Bild: Genial surreal: Herbert Lists „Goldfischglas“ von 1937 (Ausschnitt)
Hamburg taz | „OK, fotografier mich. Ach nein, lieber nicht. Na gut, aber
bitte mir gemäß.“ So ungefähr lässt sich der misstrauisch-ängstliche Bli…
Jean Cocteaus deuten, den der Hamburger Schwarzweiß-Fotograf Herbert List
1936 in Paris ablichtete. Es ist eines von etlichen sehr ehrlichen
KünstlerInnenporträts, die List, dem derzeit eine Retrospektive im
Hamburger [1][Bucerius Forum] gilt, schuf.
Ein anderes: Alexander Calder mit halb verletzlichem, halb verschlagenen
Blick – oder Pablo Picasso, Nägel kauend, beobachtet von einer selbst
gemalten Eule. Sein Alter Ego? Graue Eminenz?

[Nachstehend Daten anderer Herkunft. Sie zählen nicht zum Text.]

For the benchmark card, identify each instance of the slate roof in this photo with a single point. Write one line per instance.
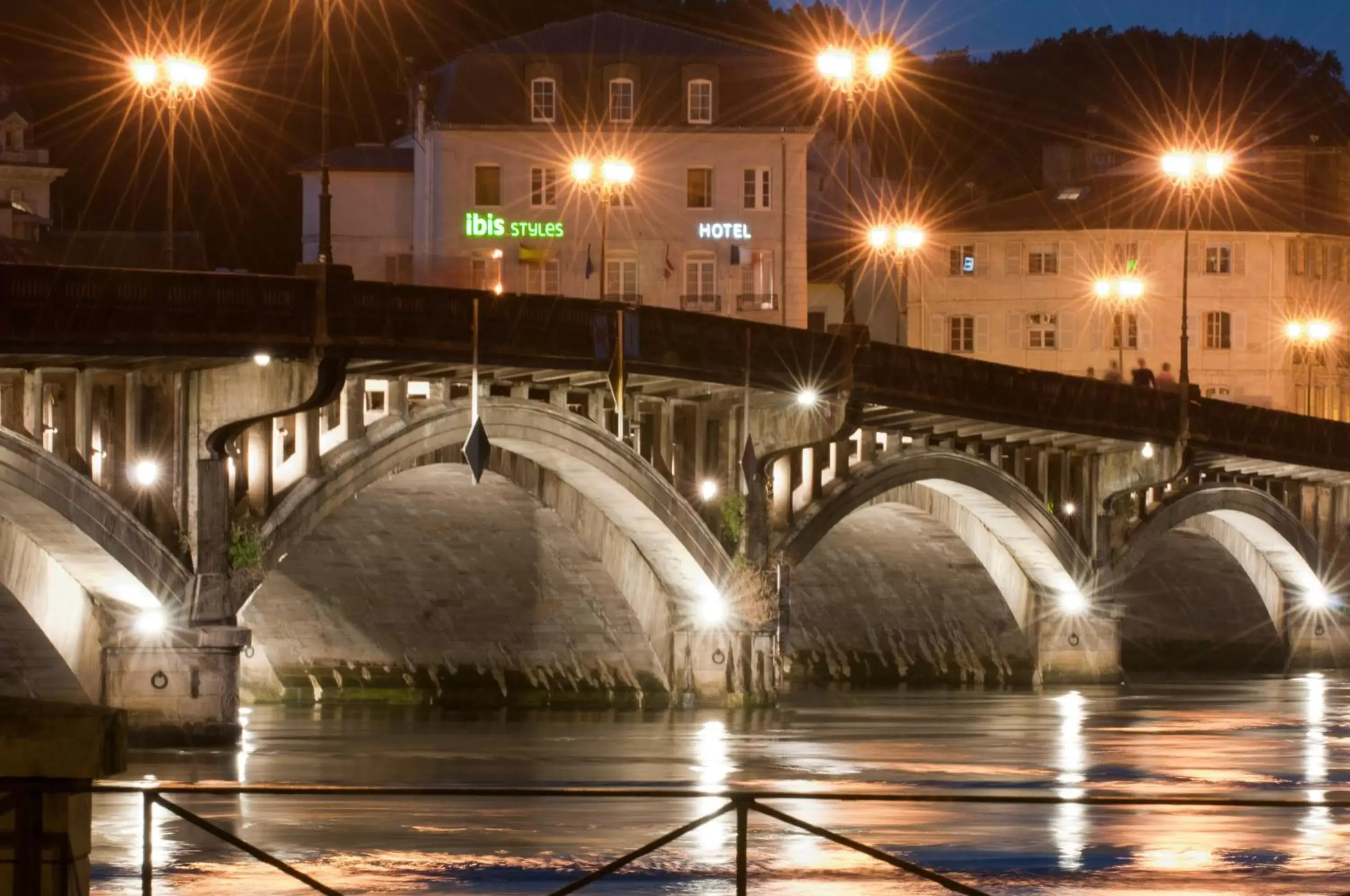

Man weiß es nicht, und dieser Mix aus Humor und Spiel zieht sich durch das
ganze Werk des 1975 verstorbenen Fotografen, der eigentlich Kaufmann werden
sollte und zunächst in die Kaffeefirma seines Vaters eintrat. Auf
Geschäftsreisen nach Mittelamerika fing er an, sich für Fotografie zu
begeistern.
Zurück in Hamburg, begann er unter dem Einfluss des Fotografen [2][Andreas
Feininger] mit Street Photography. Und in der Tat, er hatte den Blick: für
die Hafenarbeiter, die beim Schichtwechsel vom Anleger zur Elbtreppe
strömen und auf geheimnisvolle Weise choreographiert wirken wie mäandernde
Magnetspäne – dabei war das Foto nicht gestellt.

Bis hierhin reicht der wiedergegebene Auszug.